Government of India, has got into the habit of reacting only to the crisis and not acting on its own, so that no crisis occurs.
It bowed to the demands of the public for death penalty to the rapists, only after there were country wide protests and people came out to the streets, after candle march after 16th December, 2012 ghastly rape case. It knows very well, that the laws passed by the British Government in 1863 are not only archaic¸ but are obsolete, but it would not raise a little finger to junk them
Laws are not the only problem in our country. The biggest problem is working efficiently when there are no people to man the jobs. 22 High Courts in the country have 895 judges. Out of it, tere are as many 282 vacancies, which comes roughly to 31% vacancies. Pray, if there are no judges who will the justice be done.
The Government knows the dates of the entry and retirement of the judges. Why can’t it can start the process of recruitment three years in advance or even earlier? There are millions of lawyers, who are fit to adorn the benches of the High Court.
It is a shame that it cannot locate well in advance such persons.

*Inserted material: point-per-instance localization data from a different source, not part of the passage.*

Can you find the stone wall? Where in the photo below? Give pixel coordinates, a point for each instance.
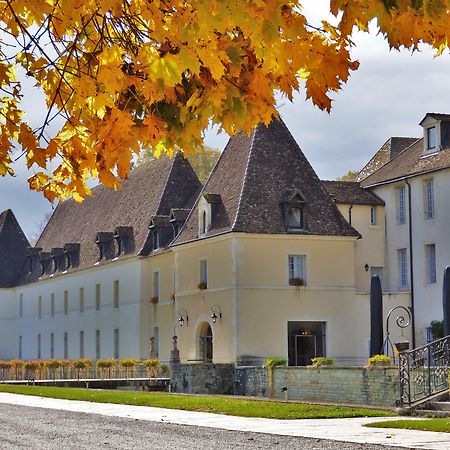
(354, 385)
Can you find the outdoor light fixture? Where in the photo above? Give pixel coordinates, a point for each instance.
(183, 317)
(216, 313)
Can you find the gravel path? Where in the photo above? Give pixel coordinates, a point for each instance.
(38, 428)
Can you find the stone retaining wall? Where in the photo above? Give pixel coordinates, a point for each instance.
(357, 385)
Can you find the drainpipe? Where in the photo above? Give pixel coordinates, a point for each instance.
(411, 265)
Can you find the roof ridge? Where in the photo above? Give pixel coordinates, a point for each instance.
(245, 177)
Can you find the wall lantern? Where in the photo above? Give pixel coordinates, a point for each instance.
(183, 317)
(216, 313)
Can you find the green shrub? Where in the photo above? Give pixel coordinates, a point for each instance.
(275, 361)
(321, 361)
(380, 361)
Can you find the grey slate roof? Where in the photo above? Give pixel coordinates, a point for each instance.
(152, 189)
(351, 193)
(388, 151)
(254, 176)
(13, 249)
(408, 163)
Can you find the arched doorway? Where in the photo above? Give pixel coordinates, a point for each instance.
(205, 343)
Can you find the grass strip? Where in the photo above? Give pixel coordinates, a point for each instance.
(437, 424)
(207, 403)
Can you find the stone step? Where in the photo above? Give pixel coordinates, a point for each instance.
(439, 406)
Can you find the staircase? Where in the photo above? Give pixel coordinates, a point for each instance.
(424, 376)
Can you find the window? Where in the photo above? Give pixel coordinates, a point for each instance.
(403, 267)
(97, 344)
(401, 205)
(81, 300)
(297, 270)
(429, 199)
(116, 294)
(52, 305)
(52, 345)
(66, 303)
(81, 344)
(204, 273)
(377, 271)
(431, 137)
(116, 343)
(373, 215)
(155, 286)
(21, 305)
(430, 251)
(294, 218)
(97, 297)
(156, 336)
(66, 345)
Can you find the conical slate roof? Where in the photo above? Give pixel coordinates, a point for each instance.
(254, 176)
(13, 248)
(152, 188)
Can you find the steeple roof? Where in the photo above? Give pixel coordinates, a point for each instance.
(152, 189)
(13, 248)
(254, 177)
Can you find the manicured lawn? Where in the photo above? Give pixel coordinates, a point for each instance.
(219, 405)
(423, 425)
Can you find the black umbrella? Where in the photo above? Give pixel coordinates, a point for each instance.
(446, 300)
(376, 316)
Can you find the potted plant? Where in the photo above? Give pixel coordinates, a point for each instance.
(297, 281)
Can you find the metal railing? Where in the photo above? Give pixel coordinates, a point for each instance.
(423, 372)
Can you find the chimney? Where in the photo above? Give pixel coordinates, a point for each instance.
(32, 258)
(125, 240)
(72, 252)
(46, 263)
(105, 242)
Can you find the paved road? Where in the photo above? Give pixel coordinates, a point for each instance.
(38, 428)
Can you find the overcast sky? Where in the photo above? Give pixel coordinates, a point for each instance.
(387, 96)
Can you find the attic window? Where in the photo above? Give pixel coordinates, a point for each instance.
(431, 138)
(294, 213)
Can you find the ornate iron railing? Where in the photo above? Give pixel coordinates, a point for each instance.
(424, 371)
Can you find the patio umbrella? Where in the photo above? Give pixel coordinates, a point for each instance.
(376, 316)
(446, 300)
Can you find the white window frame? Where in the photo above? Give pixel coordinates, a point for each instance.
(403, 268)
(401, 205)
(429, 129)
(297, 268)
(428, 199)
(204, 271)
(116, 294)
(430, 257)
(373, 215)
(155, 284)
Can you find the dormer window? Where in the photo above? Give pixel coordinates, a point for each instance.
(203, 223)
(431, 138)
(294, 213)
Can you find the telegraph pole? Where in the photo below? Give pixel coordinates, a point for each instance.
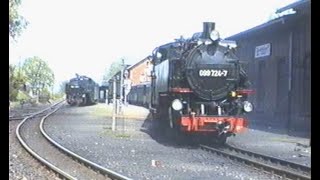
(121, 85)
(114, 106)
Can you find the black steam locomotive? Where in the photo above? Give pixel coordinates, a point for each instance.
(81, 90)
(199, 87)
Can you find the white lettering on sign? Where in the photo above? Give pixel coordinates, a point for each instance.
(263, 50)
(213, 73)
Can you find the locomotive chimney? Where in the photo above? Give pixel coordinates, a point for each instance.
(207, 28)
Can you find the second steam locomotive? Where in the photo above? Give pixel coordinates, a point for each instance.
(81, 90)
(198, 86)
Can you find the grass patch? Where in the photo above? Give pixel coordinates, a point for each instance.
(283, 140)
(115, 134)
(106, 111)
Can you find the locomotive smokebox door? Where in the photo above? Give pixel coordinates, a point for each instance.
(208, 27)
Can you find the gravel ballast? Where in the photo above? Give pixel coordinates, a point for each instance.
(135, 150)
(21, 164)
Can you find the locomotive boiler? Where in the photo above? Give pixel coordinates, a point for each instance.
(81, 90)
(199, 87)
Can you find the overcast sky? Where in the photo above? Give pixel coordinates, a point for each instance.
(85, 36)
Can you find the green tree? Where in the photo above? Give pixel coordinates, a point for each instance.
(38, 74)
(115, 67)
(16, 22)
(17, 81)
(63, 86)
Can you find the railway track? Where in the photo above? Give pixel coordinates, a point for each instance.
(269, 164)
(38, 113)
(65, 163)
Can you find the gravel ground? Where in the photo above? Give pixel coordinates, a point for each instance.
(136, 153)
(275, 144)
(30, 131)
(21, 164)
(19, 110)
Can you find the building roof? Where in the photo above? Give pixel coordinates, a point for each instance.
(299, 5)
(296, 5)
(139, 62)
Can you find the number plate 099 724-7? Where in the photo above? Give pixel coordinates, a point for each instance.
(213, 73)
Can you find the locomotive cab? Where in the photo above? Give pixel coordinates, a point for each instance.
(199, 86)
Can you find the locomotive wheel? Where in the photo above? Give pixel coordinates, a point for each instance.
(221, 140)
(173, 116)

Similar is the position of the lower judiciary, where there are 17945 judicial officials, and there are of over 3,650 vacancies, which is well over 20%. If the present system is incapable of filling the posts, then it is best to discard and devise out of the box thinking. It is time ,to create a set up which will deliver the results. Unfortunately, there is no premium on thinking in the Government as most civil servants follow only the letter of law or rules and do not focus on delivering the results.
I once asked an influential Minister, as to why the Central Government, which is responsible for making the laws, not simplify the entire system. His standard response was that criminal justice system is the responsibility of the State . I asked him as why there are Ministries, covering purely State Subjects, to which he had no answer.

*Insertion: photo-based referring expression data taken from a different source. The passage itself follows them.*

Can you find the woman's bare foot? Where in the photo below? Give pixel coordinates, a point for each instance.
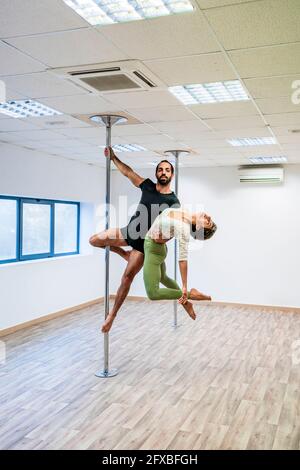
(197, 295)
(188, 307)
(123, 253)
(107, 324)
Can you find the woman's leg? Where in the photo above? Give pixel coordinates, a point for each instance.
(155, 254)
(166, 280)
(112, 238)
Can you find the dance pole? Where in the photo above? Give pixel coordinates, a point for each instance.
(108, 120)
(176, 154)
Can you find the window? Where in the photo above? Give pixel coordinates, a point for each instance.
(8, 229)
(36, 228)
(66, 235)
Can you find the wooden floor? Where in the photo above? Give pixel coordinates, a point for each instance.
(225, 381)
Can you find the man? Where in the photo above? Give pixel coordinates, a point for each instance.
(156, 197)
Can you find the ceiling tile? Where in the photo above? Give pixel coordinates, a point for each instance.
(15, 124)
(132, 130)
(182, 128)
(277, 105)
(42, 85)
(235, 122)
(255, 24)
(19, 18)
(80, 47)
(218, 110)
(167, 36)
(159, 114)
(285, 119)
(272, 87)
(267, 61)
(80, 104)
(57, 122)
(13, 62)
(142, 99)
(204, 4)
(202, 68)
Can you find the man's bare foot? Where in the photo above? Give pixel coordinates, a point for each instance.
(127, 255)
(188, 307)
(123, 253)
(197, 295)
(107, 324)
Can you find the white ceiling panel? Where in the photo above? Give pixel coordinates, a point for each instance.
(272, 87)
(292, 139)
(197, 69)
(80, 104)
(281, 131)
(258, 150)
(217, 110)
(57, 122)
(20, 136)
(20, 18)
(182, 128)
(84, 132)
(142, 99)
(42, 85)
(247, 132)
(14, 124)
(13, 62)
(63, 49)
(132, 130)
(150, 141)
(168, 36)
(267, 61)
(204, 4)
(159, 114)
(235, 123)
(277, 105)
(285, 119)
(254, 24)
(12, 95)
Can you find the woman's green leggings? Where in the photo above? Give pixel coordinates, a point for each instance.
(155, 272)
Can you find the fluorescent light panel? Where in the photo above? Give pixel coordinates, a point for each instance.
(247, 142)
(26, 108)
(266, 160)
(101, 12)
(216, 92)
(127, 148)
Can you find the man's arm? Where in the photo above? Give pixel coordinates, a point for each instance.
(124, 169)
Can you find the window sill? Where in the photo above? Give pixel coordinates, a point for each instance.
(43, 260)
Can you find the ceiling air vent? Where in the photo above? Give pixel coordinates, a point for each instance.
(128, 75)
(261, 174)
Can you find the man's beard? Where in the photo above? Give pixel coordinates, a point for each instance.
(165, 181)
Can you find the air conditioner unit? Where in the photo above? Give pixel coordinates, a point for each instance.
(123, 76)
(261, 174)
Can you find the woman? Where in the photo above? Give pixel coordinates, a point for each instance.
(180, 224)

One reason I can devise is that improving the criminal justice is clearly put on the back burner, as all our State Assemblies and Central Parliament have a high percentage of criminals, adoring such houses. As per their own affidavits, filed at the time of contesting the elections 153 members of Parliament at present have criminal records . The present Uttar Pradesh Assembly has 189 tainted MLAs, out of the total 403 M:LA’s and they belong to all political parties.
Uttar Pradesh is followed by Maharashtra where 146 out of 287 MLAs and Bihar (139 out of 241 MLAs votes . However, in terms of percentage of ‘tainted’ votes., for Presidential Elections, among state assemblies, Jharkhand had the highest tainted votes with 74% followed by Bihar with 58% and Maharashtra – 51%.
In all fairness, we cannot always lay all our blame on the Democracy and the politicians. In my views, every citizens need to pull his weight for good governance. We must bear in mind that we cannot escape history.
Good governance never depends upon laws, but up on the personal qualities of those who govern. The machinery of government is always subordinate to the will of those who administer that machinery. However the History does not forgive those, who ignore it.